When we first read the press release issued by IOGear to promote its Wireless USB to VGA Kit, we were particularly intrigued by the potential of a product that would wirelessly send video from a PC to a TV at a distance up to 30 feet, imagining applications of gaming, watching video, viewing photos and more without the need to shift a computer within reach of a television or invest in a media PC/streamer.
On paper it seemed ideal for the job by today’s standards, capable of up to 720p HD quality or up to 1680 x 1050 resolutions using a choice of frequencies between 3.1 and 4.8GHz. The package consists of a USB-dongle and a VGA-interface control box, both of which sport wireless antennas, with the former connecting directly to a PC and the latter a compatible VGA port on a TV.
Extension cables are supplied for easy installation and a double-sided strip helps to mount the control box semi-permanently behind a TV for a relatively tidy setup, though it’s worth noting that a dedicated mains power cable is also required here.
A combination of supplied software and a series of LEDs on each unit helps to confirm whether a connection is successfully made and you can also adjust the resolution and orientation on the source device, but despite a well-considered start it wasn’t long before we ran into problems which, ultimately, threatened to totally undermine the usefulness of the product.

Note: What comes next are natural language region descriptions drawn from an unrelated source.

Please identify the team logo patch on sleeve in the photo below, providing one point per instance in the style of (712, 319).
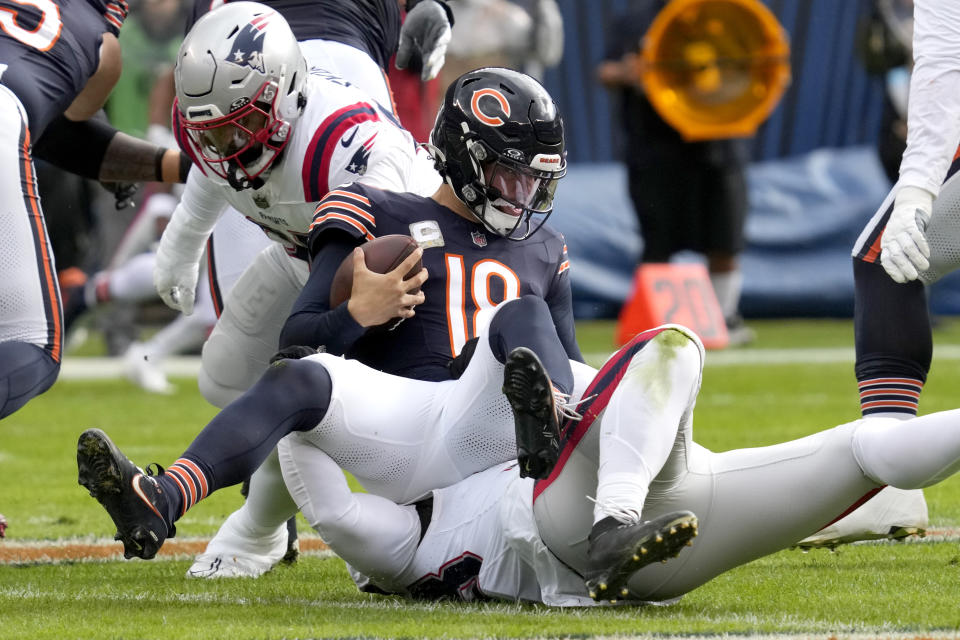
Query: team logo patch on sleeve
(358, 163)
(427, 233)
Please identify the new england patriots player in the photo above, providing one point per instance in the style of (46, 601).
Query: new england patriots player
(59, 59)
(350, 42)
(622, 495)
(270, 139)
(911, 241)
(498, 275)
(353, 41)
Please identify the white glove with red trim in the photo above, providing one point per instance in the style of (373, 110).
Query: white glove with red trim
(905, 252)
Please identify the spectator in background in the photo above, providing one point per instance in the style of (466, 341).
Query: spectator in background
(686, 195)
(526, 35)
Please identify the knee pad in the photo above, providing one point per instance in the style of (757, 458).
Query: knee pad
(226, 370)
(26, 371)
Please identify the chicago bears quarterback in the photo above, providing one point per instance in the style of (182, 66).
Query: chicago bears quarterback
(59, 60)
(500, 276)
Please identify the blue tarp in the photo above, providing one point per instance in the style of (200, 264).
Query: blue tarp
(805, 215)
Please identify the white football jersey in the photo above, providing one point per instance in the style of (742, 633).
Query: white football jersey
(933, 110)
(342, 136)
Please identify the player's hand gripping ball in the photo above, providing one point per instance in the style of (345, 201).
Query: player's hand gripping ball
(381, 255)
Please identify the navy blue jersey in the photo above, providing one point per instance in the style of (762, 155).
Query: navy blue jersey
(471, 271)
(50, 48)
(373, 26)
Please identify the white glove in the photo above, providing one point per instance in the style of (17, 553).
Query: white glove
(905, 251)
(425, 34)
(175, 280)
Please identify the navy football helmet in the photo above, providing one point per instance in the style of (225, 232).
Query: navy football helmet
(498, 141)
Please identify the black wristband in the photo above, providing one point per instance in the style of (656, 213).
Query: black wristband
(185, 164)
(158, 163)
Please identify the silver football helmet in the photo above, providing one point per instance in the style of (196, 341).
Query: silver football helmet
(240, 80)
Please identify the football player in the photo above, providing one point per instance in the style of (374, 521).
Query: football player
(623, 495)
(317, 133)
(500, 276)
(354, 40)
(910, 242)
(350, 42)
(59, 59)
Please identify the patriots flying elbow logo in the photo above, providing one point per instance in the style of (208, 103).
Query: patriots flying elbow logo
(358, 163)
(247, 49)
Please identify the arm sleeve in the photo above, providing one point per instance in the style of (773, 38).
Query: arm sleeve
(192, 222)
(312, 322)
(560, 300)
(933, 117)
(77, 147)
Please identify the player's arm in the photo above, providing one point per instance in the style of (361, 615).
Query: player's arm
(933, 133)
(560, 300)
(312, 322)
(343, 221)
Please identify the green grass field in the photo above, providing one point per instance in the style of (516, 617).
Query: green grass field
(877, 589)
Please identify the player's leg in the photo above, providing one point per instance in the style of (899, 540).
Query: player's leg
(231, 248)
(757, 501)
(520, 343)
(375, 536)
(31, 325)
(247, 334)
(254, 538)
(636, 428)
(293, 395)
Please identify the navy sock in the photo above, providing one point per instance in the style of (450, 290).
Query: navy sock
(893, 340)
(526, 322)
(26, 371)
(293, 395)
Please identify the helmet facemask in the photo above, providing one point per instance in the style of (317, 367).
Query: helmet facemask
(511, 199)
(241, 84)
(242, 146)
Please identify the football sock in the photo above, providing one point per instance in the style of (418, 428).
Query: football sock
(893, 340)
(292, 395)
(652, 385)
(526, 322)
(26, 371)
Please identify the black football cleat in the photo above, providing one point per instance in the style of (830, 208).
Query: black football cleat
(616, 551)
(529, 391)
(133, 498)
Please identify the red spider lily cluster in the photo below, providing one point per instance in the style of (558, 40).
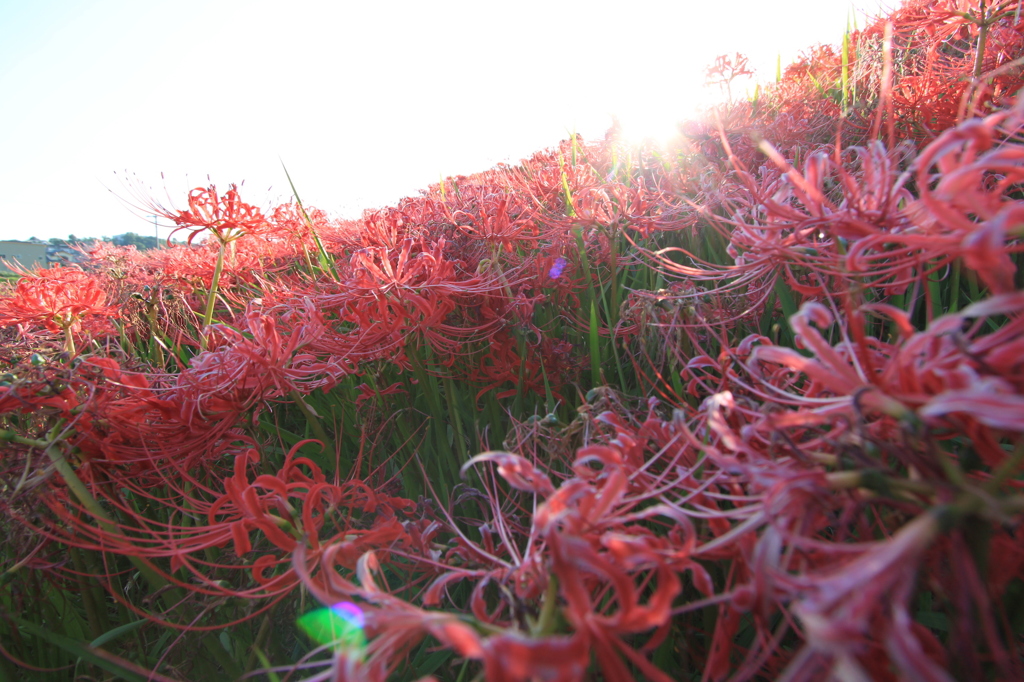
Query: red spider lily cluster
(749, 408)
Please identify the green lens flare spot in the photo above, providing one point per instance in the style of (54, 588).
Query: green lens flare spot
(340, 625)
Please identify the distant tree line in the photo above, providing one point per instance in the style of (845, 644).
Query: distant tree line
(140, 242)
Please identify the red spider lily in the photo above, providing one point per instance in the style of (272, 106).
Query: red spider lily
(58, 299)
(226, 217)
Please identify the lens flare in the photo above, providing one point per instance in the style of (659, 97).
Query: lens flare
(340, 625)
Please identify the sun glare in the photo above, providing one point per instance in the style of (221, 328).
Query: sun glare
(656, 120)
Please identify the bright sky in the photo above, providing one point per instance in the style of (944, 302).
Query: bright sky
(366, 101)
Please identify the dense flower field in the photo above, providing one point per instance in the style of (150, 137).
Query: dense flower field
(747, 407)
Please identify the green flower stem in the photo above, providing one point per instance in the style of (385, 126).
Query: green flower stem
(171, 598)
(212, 295)
(313, 421)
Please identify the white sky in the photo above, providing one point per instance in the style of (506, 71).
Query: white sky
(365, 100)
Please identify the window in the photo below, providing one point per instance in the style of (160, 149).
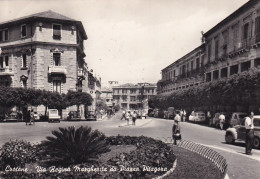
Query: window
(56, 31)
(257, 29)
(24, 62)
(23, 31)
(132, 98)
(4, 35)
(246, 30)
(209, 52)
(6, 61)
(216, 48)
(197, 63)
(57, 86)
(56, 59)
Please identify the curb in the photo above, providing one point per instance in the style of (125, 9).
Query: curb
(169, 171)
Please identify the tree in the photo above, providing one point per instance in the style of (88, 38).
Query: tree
(78, 98)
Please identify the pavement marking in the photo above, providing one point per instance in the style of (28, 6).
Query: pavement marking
(234, 152)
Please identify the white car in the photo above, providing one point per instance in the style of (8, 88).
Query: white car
(53, 115)
(198, 117)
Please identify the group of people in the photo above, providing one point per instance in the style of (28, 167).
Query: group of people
(29, 117)
(128, 116)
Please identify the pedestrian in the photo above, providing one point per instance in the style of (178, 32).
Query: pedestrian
(221, 120)
(32, 120)
(123, 115)
(176, 130)
(181, 114)
(127, 117)
(249, 125)
(27, 116)
(184, 115)
(134, 117)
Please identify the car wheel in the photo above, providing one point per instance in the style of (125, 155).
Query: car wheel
(229, 138)
(256, 143)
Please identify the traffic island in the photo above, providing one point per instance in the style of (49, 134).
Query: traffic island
(83, 153)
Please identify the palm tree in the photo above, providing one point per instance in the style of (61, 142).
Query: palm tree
(74, 146)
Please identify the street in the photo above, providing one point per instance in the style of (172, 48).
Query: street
(239, 164)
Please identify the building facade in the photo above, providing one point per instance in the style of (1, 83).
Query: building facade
(43, 51)
(133, 96)
(230, 47)
(107, 96)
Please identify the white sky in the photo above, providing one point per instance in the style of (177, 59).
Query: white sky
(132, 40)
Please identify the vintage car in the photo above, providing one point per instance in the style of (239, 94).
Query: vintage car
(73, 116)
(238, 132)
(214, 122)
(12, 117)
(91, 116)
(236, 117)
(197, 117)
(53, 115)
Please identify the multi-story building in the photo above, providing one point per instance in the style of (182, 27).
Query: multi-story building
(94, 89)
(43, 51)
(230, 47)
(133, 96)
(107, 96)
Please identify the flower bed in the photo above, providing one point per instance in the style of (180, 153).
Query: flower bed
(134, 157)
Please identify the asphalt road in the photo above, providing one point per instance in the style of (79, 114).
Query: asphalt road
(240, 166)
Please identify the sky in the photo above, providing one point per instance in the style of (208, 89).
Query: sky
(131, 41)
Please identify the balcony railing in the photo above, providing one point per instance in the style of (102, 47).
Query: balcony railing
(6, 72)
(80, 72)
(57, 70)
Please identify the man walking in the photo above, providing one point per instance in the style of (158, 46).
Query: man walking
(249, 125)
(221, 121)
(123, 115)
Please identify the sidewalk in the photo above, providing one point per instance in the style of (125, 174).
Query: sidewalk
(138, 123)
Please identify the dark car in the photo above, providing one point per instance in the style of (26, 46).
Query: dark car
(238, 132)
(73, 116)
(12, 117)
(91, 116)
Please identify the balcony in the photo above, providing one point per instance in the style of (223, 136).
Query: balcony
(6, 71)
(57, 70)
(80, 72)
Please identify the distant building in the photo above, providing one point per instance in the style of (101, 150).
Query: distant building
(133, 96)
(230, 47)
(107, 96)
(43, 51)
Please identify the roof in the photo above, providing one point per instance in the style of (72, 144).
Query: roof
(47, 15)
(235, 14)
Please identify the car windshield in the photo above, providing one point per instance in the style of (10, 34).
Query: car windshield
(242, 116)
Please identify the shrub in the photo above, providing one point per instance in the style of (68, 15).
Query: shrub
(74, 146)
(16, 153)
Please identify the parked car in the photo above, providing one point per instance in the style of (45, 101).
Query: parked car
(91, 116)
(198, 117)
(236, 118)
(214, 122)
(12, 117)
(158, 113)
(151, 113)
(73, 116)
(169, 114)
(53, 115)
(238, 132)
(36, 116)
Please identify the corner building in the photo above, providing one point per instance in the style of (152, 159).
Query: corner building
(43, 51)
(230, 47)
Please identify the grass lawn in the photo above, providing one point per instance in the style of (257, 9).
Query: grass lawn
(192, 165)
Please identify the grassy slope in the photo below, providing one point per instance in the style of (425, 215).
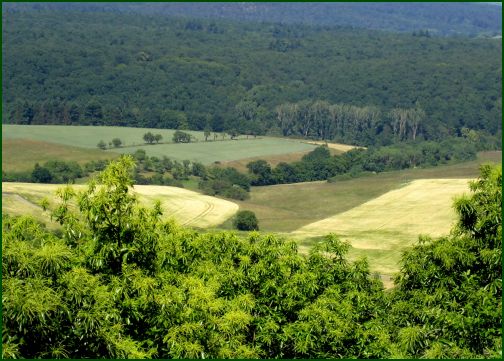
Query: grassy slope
(389, 224)
(187, 207)
(287, 207)
(20, 155)
(205, 152)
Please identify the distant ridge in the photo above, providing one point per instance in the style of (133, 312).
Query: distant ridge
(439, 18)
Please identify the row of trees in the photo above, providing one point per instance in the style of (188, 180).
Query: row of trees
(233, 80)
(348, 123)
(118, 282)
(320, 165)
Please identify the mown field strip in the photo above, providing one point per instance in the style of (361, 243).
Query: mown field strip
(186, 207)
(336, 146)
(20, 155)
(201, 151)
(385, 226)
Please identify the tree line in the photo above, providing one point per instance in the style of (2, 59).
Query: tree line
(320, 165)
(228, 182)
(60, 69)
(350, 124)
(115, 281)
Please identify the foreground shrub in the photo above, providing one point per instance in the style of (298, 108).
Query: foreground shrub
(246, 221)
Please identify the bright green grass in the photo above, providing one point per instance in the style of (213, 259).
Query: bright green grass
(201, 151)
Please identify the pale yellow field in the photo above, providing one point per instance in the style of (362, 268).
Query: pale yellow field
(385, 226)
(186, 207)
(336, 146)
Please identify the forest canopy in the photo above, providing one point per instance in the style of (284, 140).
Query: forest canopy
(98, 68)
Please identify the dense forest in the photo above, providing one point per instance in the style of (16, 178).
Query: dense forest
(336, 83)
(117, 282)
(439, 18)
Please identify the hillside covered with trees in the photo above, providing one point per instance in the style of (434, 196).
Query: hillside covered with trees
(117, 282)
(335, 83)
(468, 18)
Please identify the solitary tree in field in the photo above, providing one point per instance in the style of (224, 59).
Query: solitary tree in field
(181, 137)
(149, 137)
(207, 133)
(246, 221)
(116, 142)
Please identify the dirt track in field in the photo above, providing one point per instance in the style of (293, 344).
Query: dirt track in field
(186, 207)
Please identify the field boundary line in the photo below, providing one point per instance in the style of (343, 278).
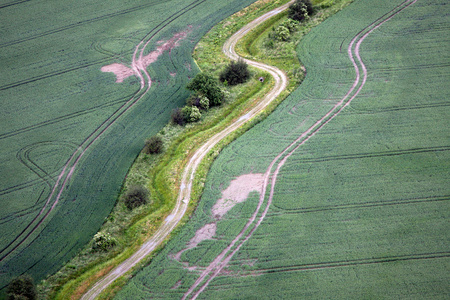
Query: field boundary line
(353, 51)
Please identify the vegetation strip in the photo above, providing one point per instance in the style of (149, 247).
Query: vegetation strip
(189, 173)
(270, 176)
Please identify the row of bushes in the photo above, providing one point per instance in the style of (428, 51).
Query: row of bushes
(298, 12)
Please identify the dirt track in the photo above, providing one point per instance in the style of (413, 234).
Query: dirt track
(226, 255)
(188, 174)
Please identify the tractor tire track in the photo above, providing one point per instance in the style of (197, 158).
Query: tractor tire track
(270, 177)
(70, 166)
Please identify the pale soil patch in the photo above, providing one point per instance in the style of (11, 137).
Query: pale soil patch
(237, 192)
(122, 71)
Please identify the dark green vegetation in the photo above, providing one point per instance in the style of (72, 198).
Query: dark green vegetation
(22, 288)
(57, 104)
(207, 85)
(300, 10)
(135, 197)
(236, 72)
(154, 145)
(361, 209)
(103, 242)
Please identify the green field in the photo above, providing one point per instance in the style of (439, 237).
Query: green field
(360, 210)
(69, 133)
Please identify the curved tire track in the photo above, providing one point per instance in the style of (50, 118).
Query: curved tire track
(188, 174)
(69, 168)
(270, 176)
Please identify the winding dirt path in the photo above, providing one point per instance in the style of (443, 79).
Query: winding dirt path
(188, 174)
(270, 176)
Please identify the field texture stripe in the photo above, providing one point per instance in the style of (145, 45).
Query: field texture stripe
(219, 263)
(69, 168)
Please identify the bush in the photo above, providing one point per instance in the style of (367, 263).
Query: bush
(103, 242)
(282, 33)
(208, 86)
(198, 100)
(300, 10)
(153, 145)
(178, 117)
(235, 73)
(135, 197)
(22, 287)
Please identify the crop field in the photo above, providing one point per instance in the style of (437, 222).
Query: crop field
(357, 205)
(70, 128)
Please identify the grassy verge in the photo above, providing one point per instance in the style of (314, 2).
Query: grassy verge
(161, 173)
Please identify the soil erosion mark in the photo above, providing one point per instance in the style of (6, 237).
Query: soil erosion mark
(223, 258)
(189, 171)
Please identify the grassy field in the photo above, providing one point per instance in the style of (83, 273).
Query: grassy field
(361, 209)
(59, 109)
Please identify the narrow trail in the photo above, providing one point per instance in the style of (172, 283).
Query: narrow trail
(64, 176)
(270, 177)
(189, 172)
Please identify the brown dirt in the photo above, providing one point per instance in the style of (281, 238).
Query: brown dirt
(122, 71)
(237, 192)
(204, 233)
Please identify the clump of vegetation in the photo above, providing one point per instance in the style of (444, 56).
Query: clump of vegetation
(103, 242)
(135, 197)
(235, 73)
(22, 287)
(177, 117)
(208, 86)
(154, 145)
(199, 100)
(300, 10)
(283, 31)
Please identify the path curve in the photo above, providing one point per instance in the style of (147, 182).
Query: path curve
(189, 172)
(270, 176)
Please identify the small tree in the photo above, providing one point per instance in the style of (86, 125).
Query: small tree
(153, 145)
(22, 287)
(178, 116)
(235, 73)
(135, 197)
(103, 242)
(300, 10)
(208, 86)
(198, 100)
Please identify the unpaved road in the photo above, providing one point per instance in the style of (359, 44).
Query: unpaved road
(188, 174)
(270, 176)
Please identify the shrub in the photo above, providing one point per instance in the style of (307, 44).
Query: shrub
(208, 86)
(153, 145)
(178, 117)
(282, 33)
(195, 114)
(235, 73)
(300, 10)
(135, 197)
(22, 287)
(198, 100)
(291, 24)
(103, 242)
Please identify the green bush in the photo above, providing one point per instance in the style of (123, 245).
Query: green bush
(153, 145)
(22, 287)
(208, 86)
(103, 241)
(300, 10)
(135, 197)
(177, 117)
(235, 73)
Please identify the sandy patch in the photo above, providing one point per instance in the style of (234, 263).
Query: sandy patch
(204, 233)
(237, 192)
(122, 71)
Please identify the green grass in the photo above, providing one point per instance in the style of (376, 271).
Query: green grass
(54, 96)
(361, 209)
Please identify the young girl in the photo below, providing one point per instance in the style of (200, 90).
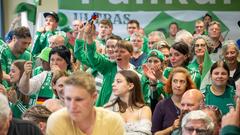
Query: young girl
(167, 110)
(219, 93)
(130, 104)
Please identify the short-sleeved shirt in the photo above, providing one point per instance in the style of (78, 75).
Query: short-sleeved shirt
(164, 115)
(107, 123)
(22, 127)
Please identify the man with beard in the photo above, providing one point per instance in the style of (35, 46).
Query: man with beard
(16, 49)
(191, 100)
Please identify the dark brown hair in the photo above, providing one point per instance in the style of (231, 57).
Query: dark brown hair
(22, 32)
(106, 22)
(135, 96)
(190, 83)
(222, 64)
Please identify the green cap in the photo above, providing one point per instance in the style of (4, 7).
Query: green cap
(44, 55)
(156, 53)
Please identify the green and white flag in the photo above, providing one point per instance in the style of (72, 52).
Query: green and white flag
(156, 14)
(207, 64)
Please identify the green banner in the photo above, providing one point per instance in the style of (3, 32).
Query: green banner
(150, 5)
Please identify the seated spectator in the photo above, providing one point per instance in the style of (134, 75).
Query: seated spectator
(197, 122)
(219, 93)
(80, 116)
(200, 44)
(138, 56)
(38, 115)
(191, 100)
(230, 52)
(231, 121)
(184, 36)
(11, 126)
(107, 68)
(215, 114)
(152, 83)
(199, 28)
(180, 57)
(130, 104)
(40, 85)
(44, 58)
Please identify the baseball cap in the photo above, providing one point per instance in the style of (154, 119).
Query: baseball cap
(53, 14)
(44, 55)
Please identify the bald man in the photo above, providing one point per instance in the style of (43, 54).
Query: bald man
(191, 100)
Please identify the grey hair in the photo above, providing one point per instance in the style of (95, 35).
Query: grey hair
(227, 44)
(4, 106)
(159, 34)
(198, 115)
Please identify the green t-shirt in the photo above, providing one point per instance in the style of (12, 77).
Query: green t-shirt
(7, 58)
(222, 101)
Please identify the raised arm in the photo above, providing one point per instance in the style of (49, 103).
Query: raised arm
(98, 61)
(28, 85)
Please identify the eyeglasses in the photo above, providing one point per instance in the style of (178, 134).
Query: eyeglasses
(175, 81)
(198, 131)
(200, 45)
(216, 110)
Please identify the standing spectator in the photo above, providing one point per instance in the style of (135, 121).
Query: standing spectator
(201, 44)
(107, 68)
(38, 115)
(164, 48)
(168, 110)
(173, 28)
(18, 102)
(199, 28)
(180, 57)
(16, 49)
(132, 27)
(104, 30)
(44, 32)
(154, 37)
(138, 56)
(207, 18)
(151, 83)
(230, 52)
(214, 32)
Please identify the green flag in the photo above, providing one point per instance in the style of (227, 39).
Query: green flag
(207, 64)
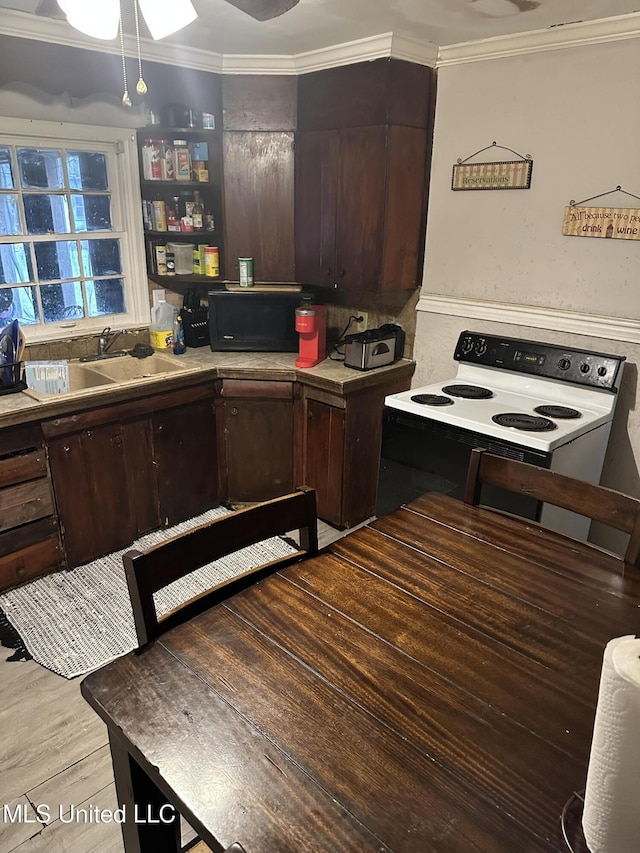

Despite being assured that a stable video signal was being sent between the two units, a lack of an on-screen image and no obvious solution resulted in a series of calls to technical support, with the end result being a general conflict with ATI Catalyst software and no further helpful information as to how to resolve this. Obviously an inherent issue of this nature could affect a large proportion of potential users so it’s far from ideal, but unfortunately the problems didn’t end there.
After some software tweaks and further tests with additional PCs, through which we finally achieved a mirrored or extended desktop image, we found signal stability to be heavily influenced by both the distance and clear line of sight between the source and destination. This occurred within 10 feet of the 30-foot maximum quoted range and although clear line of sight seemed to improve things, at this point those looking to benefit from performance outside of these restrictions can walk away.
For those who are still with us, let us state that after testing with a couple of games and some HD video content, signal quality was intermittent at best and only reached a desired level of quality when we switched to standard definition files. Gamers and HD fans can, therefore, also walk away now.
If anyone is still left reading, it seems as though we have narrowed down the capabilities of IOGear’s USB to VGA Kit to those who want to send a signal containing nothing more demanding than standard definition video a relatively short distance (around 10 feet) and ideally with line of sight between the two devices.
This pretty much leaves us with business use, so for Powerpoint presentations and similar applications it could well do a useful job. Unfortunately, so could a VGA extension cable, and at around a tenth of the price. So try as we might, we couldn’t find any particular reason to recommend this as a high-tech alternative.